Predictive Maintenance Solutions Reduce Costs the Smart Way

Preventing unscheduled downtime is one of the most effective cost reduction measures in any production environment. Mitsubishi Electric is offering practical solutions for both machine tools and robots. At EMO 2019, Mitsubishi Electric will be demonstrating two of its predictive maintenance solutions available to customers.

by Andrea Baty

Mitsubishi Electric and its e-F@ctory Alliance partner Lenord + Bauer have developed an advanced condition monitoring system for machine tools. It utilises smart encoders and a direct communication interface within Mitsubishi Electric machine controllers, such as CNCs, for accurate status information that is easy to access. Operating hours are recorded and monitored along with temperature, speed and position by the Lenord + Bauer MiniCODER range. These parameters are then used to help schedule maintenance activities by providing an early warning message when component servicing or replacement are required.
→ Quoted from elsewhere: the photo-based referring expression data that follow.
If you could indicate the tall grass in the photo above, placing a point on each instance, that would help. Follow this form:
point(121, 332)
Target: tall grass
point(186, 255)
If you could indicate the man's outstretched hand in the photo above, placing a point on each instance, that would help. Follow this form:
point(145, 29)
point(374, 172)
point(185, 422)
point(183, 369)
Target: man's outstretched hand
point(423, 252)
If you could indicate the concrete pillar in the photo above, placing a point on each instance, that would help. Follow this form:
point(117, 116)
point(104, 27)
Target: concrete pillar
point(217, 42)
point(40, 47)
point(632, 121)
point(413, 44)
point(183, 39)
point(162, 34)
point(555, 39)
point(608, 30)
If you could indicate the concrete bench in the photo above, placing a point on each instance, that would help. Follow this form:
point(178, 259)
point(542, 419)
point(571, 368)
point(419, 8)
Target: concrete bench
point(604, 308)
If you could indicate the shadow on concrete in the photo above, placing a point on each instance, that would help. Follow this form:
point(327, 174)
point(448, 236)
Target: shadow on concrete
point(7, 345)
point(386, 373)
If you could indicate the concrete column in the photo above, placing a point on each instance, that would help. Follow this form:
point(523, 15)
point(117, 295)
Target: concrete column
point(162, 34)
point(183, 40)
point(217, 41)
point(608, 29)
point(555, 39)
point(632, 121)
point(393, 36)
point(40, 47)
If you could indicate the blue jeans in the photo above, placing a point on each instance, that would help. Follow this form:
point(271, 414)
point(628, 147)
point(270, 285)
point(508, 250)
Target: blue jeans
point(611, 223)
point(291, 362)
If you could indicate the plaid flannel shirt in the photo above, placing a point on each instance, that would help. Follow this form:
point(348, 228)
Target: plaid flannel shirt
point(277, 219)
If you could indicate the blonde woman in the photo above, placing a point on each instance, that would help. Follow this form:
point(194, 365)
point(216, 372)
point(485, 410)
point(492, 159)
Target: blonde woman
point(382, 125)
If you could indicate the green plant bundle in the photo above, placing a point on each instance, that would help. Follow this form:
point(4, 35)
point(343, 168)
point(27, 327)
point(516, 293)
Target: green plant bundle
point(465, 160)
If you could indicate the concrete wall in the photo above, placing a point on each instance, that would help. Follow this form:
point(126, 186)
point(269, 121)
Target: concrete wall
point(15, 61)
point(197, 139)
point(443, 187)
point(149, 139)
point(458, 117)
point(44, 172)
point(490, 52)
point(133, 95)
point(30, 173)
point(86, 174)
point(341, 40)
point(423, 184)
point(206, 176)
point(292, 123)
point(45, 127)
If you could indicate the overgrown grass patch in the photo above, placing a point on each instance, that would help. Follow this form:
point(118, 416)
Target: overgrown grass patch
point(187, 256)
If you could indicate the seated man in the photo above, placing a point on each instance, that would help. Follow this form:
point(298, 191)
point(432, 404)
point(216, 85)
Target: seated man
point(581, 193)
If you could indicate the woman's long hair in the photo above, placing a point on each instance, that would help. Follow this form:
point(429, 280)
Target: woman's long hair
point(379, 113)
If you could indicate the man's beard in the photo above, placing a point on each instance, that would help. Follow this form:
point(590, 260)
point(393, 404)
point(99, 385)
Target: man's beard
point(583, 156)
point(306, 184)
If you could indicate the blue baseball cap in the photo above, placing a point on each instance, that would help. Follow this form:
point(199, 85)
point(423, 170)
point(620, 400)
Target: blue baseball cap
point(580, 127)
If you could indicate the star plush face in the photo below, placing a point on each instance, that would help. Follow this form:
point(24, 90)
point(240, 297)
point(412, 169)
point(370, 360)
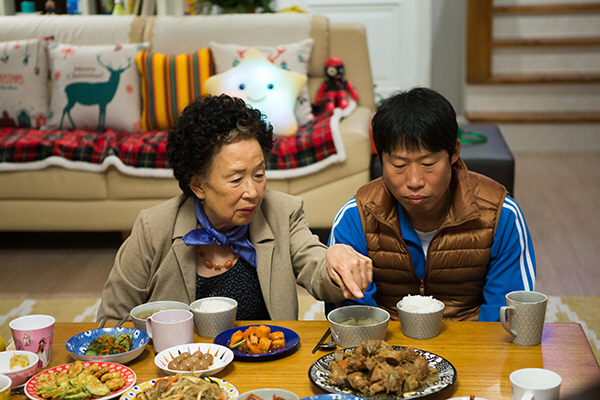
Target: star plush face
point(264, 86)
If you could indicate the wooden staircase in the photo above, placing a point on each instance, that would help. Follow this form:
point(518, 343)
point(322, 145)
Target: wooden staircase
point(567, 96)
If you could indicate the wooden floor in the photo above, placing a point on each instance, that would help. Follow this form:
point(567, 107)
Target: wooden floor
point(558, 193)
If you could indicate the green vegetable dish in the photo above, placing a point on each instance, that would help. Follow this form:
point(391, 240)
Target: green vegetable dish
point(105, 345)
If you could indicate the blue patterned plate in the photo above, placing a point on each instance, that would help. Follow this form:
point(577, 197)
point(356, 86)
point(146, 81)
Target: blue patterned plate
point(291, 340)
point(319, 376)
point(78, 344)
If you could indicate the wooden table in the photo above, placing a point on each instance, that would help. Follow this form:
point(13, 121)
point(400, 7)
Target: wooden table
point(481, 352)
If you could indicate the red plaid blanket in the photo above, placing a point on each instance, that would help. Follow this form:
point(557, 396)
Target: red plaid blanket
point(314, 145)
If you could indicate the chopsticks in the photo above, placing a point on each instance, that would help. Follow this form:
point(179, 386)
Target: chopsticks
point(327, 333)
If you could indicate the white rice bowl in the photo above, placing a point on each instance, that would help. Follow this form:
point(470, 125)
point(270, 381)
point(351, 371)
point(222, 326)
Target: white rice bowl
point(420, 304)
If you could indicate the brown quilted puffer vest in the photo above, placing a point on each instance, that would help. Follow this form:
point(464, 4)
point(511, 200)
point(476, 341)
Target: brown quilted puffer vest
point(458, 255)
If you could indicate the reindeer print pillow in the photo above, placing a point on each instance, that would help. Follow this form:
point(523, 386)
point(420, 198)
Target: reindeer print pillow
point(293, 57)
point(24, 83)
point(95, 87)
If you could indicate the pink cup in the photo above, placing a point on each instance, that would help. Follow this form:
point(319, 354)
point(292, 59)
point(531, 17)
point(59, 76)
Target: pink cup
point(170, 328)
point(34, 333)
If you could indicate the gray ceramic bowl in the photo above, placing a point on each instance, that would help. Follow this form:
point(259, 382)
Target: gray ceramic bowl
point(352, 335)
point(421, 325)
point(211, 323)
point(140, 313)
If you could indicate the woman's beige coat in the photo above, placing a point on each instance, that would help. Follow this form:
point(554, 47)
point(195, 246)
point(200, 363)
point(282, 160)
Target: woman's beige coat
point(155, 264)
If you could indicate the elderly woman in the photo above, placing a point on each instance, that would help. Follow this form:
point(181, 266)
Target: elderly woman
point(227, 234)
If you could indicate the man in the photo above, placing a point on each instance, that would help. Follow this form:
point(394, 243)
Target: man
point(429, 225)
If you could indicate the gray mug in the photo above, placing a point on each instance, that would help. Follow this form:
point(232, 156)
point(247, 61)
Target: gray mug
point(526, 314)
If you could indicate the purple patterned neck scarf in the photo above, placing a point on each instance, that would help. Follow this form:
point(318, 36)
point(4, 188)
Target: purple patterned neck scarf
point(235, 237)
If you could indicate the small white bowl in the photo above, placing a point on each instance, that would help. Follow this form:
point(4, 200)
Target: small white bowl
point(18, 376)
point(267, 394)
point(156, 306)
point(421, 325)
point(222, 357)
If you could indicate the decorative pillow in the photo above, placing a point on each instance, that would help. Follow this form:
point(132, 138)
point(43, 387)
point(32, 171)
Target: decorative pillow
point(264, 86)
point(293, 57)
point(170, 83)
point(95, 87)
point(24, 82)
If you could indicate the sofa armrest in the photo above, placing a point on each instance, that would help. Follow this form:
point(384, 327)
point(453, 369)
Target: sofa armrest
point(349, 42)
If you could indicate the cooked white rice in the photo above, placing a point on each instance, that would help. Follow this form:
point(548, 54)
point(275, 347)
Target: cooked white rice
point(420, 304)
point(214, 306)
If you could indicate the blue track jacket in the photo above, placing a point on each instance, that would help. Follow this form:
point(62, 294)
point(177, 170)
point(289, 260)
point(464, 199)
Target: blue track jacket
point(512, 259)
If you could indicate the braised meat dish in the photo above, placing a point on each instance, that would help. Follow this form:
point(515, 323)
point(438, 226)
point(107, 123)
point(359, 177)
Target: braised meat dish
point(376, 367)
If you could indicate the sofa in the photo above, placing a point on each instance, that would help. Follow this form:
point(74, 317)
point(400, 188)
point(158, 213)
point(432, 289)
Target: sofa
point(60, 197)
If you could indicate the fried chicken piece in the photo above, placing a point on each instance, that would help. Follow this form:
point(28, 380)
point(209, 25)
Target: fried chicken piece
point(419, 369)
point(411, 383)
point(371, 347)
point(390, 356)
point(359, 381)
point(356, 362)
point(338, 355)
point(409, 355)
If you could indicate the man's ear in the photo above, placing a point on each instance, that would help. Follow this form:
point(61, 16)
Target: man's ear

The ferromagnetic measuring gear and scanning unit can record speeds of up to 100,000 revolutions per minute, making the system ideal for feedback on machine tool spindles and positioning systems.
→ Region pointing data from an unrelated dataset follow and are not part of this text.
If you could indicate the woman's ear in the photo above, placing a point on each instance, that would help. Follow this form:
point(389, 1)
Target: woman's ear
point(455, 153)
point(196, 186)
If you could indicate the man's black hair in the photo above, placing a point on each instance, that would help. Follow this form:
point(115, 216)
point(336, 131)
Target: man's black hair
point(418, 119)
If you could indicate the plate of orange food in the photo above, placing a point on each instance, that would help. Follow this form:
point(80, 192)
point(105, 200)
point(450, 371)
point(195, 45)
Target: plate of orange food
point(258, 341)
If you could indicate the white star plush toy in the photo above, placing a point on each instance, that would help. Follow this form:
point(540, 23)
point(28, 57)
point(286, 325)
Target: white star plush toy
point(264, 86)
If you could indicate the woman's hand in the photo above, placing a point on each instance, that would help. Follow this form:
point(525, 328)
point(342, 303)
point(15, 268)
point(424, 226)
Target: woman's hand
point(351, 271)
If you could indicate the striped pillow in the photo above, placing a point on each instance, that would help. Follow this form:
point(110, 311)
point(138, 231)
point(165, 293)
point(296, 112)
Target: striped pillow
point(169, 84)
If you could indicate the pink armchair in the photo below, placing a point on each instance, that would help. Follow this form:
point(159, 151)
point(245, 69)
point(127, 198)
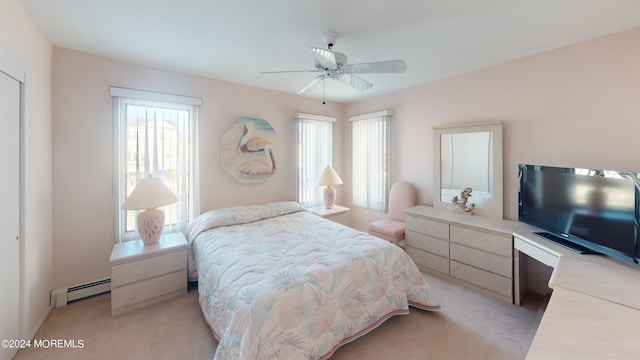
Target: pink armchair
point(402, 196)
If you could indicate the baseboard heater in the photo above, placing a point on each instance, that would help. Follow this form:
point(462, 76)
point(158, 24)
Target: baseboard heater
point(63, 296)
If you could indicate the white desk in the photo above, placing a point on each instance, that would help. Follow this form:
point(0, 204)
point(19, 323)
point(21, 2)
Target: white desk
point(594, 311)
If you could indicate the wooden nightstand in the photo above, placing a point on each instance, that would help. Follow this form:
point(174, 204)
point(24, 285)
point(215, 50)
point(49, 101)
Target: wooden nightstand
point(337, 213)
point(142, 275)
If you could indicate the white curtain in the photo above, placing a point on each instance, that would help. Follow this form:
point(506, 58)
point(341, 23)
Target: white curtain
point(315, 152)
point(370, 160)
point(156, 138)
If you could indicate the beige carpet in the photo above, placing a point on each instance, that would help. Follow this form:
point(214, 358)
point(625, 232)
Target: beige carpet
point(470, 325)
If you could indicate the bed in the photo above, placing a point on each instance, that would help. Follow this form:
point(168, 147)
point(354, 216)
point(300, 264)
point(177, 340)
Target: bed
point(278, 282)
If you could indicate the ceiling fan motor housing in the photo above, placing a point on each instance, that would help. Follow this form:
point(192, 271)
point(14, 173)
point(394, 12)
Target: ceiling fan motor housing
point(329, 38)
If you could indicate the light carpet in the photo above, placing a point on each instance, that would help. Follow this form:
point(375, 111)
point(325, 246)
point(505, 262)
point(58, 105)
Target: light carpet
point(471, 325)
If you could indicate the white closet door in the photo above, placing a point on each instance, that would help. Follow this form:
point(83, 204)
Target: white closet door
point(9, 211)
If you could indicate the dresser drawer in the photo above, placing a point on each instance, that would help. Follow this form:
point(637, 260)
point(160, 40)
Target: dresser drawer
point(427, 243)
point(497, 244)
point(131, 272)
point(483, 260)
point(342, 218)
point(484, 279)
point(427, 227)
point(149, 289)
point(427, 260)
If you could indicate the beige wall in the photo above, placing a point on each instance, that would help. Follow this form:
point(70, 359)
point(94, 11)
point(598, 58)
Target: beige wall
point(22, 43)
point(83, 156)
point(574, 106)
point(577, 106)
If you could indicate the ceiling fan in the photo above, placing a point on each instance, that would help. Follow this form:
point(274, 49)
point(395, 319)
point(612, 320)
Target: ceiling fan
point(333, 66)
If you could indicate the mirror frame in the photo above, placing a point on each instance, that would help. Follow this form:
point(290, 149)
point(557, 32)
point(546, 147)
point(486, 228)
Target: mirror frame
point(492, 208)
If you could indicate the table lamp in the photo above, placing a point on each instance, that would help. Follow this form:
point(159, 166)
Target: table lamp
point(328, 178)
point(150, 194)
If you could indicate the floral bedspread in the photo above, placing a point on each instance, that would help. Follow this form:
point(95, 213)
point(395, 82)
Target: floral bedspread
point(278, 282)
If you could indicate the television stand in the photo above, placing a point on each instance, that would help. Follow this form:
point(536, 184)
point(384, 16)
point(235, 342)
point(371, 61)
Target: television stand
point(564, 242)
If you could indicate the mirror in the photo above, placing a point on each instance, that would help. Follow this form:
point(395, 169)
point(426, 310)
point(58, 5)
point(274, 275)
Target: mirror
point(469, 156)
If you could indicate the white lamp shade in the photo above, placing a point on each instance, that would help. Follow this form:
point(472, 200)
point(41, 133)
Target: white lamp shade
point(329, 177)
point(150, 193)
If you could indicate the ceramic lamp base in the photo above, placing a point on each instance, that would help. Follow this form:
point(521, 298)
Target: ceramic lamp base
point(150, 225)
point(329, 196)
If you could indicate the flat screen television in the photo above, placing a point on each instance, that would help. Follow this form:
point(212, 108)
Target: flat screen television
point(586, 210)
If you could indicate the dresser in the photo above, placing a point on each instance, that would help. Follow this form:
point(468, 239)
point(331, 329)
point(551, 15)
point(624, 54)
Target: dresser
point(477, 250)
point(145, 274)
point(339, 214)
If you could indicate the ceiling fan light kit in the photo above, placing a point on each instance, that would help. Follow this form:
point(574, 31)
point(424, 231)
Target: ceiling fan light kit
point(333, 65)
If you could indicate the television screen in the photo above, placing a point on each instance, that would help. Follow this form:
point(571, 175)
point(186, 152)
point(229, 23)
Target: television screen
point(593, 210)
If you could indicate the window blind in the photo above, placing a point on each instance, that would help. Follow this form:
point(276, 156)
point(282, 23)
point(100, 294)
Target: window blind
point(371, 160)
point(155, 138)
point(315, 151)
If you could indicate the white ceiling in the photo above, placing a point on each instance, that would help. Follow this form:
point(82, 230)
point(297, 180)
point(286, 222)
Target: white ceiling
point(234, 40)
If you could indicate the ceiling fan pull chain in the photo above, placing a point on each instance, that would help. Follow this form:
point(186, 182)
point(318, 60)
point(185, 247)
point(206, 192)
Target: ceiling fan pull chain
point(323, 102)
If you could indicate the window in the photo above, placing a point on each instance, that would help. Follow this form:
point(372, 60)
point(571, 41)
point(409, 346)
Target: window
point(370, 160)
point(155, 134)
point(315, 152)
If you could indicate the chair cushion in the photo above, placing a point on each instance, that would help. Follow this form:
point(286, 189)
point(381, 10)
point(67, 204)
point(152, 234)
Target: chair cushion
point(387, 229)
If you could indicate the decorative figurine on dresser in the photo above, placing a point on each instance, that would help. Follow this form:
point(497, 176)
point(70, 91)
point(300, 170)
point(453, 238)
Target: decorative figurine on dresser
point(463, 200)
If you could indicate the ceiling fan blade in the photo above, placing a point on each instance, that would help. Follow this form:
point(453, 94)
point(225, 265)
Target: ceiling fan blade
point(286, 71)
point(312, 83)
point(325, 58)
point(355, 81)
point(391, 66)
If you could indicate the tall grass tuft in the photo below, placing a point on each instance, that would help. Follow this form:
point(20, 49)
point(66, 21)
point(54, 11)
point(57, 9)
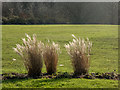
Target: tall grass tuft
point(79, 51)
point(50, 55)
point(31, 53)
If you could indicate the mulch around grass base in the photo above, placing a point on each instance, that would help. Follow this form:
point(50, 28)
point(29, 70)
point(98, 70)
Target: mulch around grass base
point(59, 75)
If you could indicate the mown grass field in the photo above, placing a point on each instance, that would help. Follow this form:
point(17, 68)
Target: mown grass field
point(104, 55)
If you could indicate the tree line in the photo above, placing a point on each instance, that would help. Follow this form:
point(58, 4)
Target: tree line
point(59, 12)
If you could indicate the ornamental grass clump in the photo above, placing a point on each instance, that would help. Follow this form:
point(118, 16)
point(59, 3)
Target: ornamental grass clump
point(50, 56)
point(31, 53)
point(79, 51)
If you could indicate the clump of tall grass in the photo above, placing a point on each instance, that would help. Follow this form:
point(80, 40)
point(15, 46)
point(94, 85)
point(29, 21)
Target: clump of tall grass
point(50, 56)
point(31, 53)
point(79, 51)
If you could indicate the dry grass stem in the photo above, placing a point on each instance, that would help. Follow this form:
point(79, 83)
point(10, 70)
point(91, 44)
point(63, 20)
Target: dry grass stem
point(31, 52)
point(79, 51)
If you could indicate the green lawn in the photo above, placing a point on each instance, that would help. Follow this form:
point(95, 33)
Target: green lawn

An important contribution comes from Artificial Intelligence
The second solution on the stand uses AI to increase the effectiveness of predictive maintenance. The cloud-based solution using the AI platform within IBM Watson analyses operational data and can optimise maintenance regimes based on actual usage and wear characteristics. It can be applied to robots and other equipment such as machine tools. Both smart solutions demonstrate how predictive maintenance for machine tools and robots can reduce operational costs, increase asset productivity and improve process efficiency. Visitors to the stand can speak to Mitsubishi Electric’s engineers to learn about additional predictive maintenance solutions that may also be appropriate for their applications.